出てきた箱はオシャレで、中身はなんだろう? アクセサリーとか、そんな感じだろうか。
ふたを開けて出てきたのは、
「これ、ブレスレット?」
「ええ。ありすに似合うと思って……」
「すっごい可愛い」
てれすにもらったプレゼントの中身は、多面カットされたシルバープレートと同じくシルバーのチェーン。シンプルだけどおしゃれで可愛いブレスレットだった。
「嬉しい……でもこれ、本当にもらっていいの?」
「それはもちろん。返せなんて言わないわよ」
「けっこう高いんじゃ……」
比べるものじゃないと思うけど。自分がてれすにあげたヘアゴムを思い出す。
あれもけっして安いものではないけど、このブレスレットと比べると……。
「いいえ。ありすの思っているほど高いものではないわ。そういうのは、困ると思って」
「そう?」
「ええ。だからありすは気にしなくていいのよ」
「……わかった。ありがと、てれす」
さっそく、ブレスレットを左の手首につける。
サイズも良い感じだし、つけてみてもすごく可愛かった。
「どうかな?」
「すごく、似合っているわ。自分を褒めたいくらい」
「えー? そんなに?」
「ええ」
そんなに強くうなずいて即答されると、お世辞だとしても嬉しくなってしまう。
でも、てれすが言うんだったらそうなのだと思う。てれすはやっぱりセンスがいいし、わたしのために選んでくれたと思うと、嬉しくてたまらない。
「てれす、本当にありがと!」
「いえ、いいのよ」
「あ、でも……」
「どうかしたの?」
「これ、学校じゃつけられないよね?」
「た、たしかにそうね……」
アクセサリーって校則違反だったような気がする。
すごく可愛くてとても気に入ったけど、学校にまでつけていったらたぶん没収されてしまう。
「ごめんなさい。そこまで考えていなかったわ……」
「ううん、謝らないでよ。おうちとか、てれすと一緒に遊ぶときとか、つけられるときはつけるようにする!」
「ありがとう、ありす」
「お礼を言うのはわたしのほうだって」
学校でつけられないから、他の子に自慢するのはできないのは残念。
だけど、つけられるのは学校だけじゃないのだ。
とりあえず、帰ったらお母さんに自慢しよう。
今までこういったアクセサリーみたいなものって、あんまりつけたことなかったけど、けっこういいかも。可愛いし。
「ね、てれす」
「?」
「京都で買ったキーホルダーをおそろいにしたけど、こういうアクセサリー系のおそろいもいいかもね。

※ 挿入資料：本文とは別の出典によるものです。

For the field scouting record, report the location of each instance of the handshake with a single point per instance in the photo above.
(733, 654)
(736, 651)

学校のときじゃなくて、遊ぶときにつけられるし」
「っ! そうね、そう思うわ」
てれすがものすごい食いつきを見せる。
いつになるのか、何のきっかけになるのかはわからないけど、もしも選ぶ時が来たら、てれすに選んでもらおう。
そうこうしていると、てれすとお別れの交差点にやって来てしまった。
「それじゃあ、てれす、今日はありがとう」
「そう言ってもらえると、とても嬉しいわ」
じゃあね、とお互いに手を振る。
駅の中に消えていくてれすの背中を見送って、わたしもおうちへ足を進めたのだった。